In the West Bank, Losing Hope and Freedom


When I was a law student backpacking through the Middle East in 1982, I met two Palestinian university students on a local bus in the West Bank. We got to chatting and they invited me to their homes, so I jumped off the bus and spent a day with them in the jumbled alleys of the densely populated Dheisheh Refugee Camp.

We had a good time together, for they told me about their Arabic studies at Bethlehem University, and I was then hatching a scheme to study Arabic myself in Cairo. We were all excited by education and full of youth and dreams. I wrote their names in my address book, but we never made contact again — until now.

After 41 years, I dug up my old address book and found their names. I wondered: Are they still alive? Have they moved abroad? At this grim moment, what do they think of Israel, Hamas and America?
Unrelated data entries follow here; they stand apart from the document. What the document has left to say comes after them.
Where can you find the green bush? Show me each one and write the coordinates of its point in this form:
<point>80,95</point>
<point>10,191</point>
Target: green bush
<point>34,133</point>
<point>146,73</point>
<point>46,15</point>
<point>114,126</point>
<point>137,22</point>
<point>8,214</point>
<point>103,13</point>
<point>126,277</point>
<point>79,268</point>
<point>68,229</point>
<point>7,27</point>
With the help of a local reporter who called around at the Dheisheh camp, I was able to locate them: Saleh Molhem, now 63 and graying, and Mahmoud Qaraqei, now 60. One reason it was possible to track them down is that Palestinian refugees aren’t very mobile. Both were still living in the same refugee camp. They remembered me and invited me to pay another visit.

Photographs of two men showing only a small part of their faces.
Saleh Molhem and Mahmoud Qaraqei.William Keo for The New York Times

It was wonderful to see them again, but our reunion was also a window into Palestinian frustrations: The world has changed so much in four decades, but while I’ve traveled the world and had a fulfilling career, they remain stateless, stuck in a refugee camp and fearful of Israeli settlers and soldiers. Worse, they have much less freedom today than when I met them in 1982.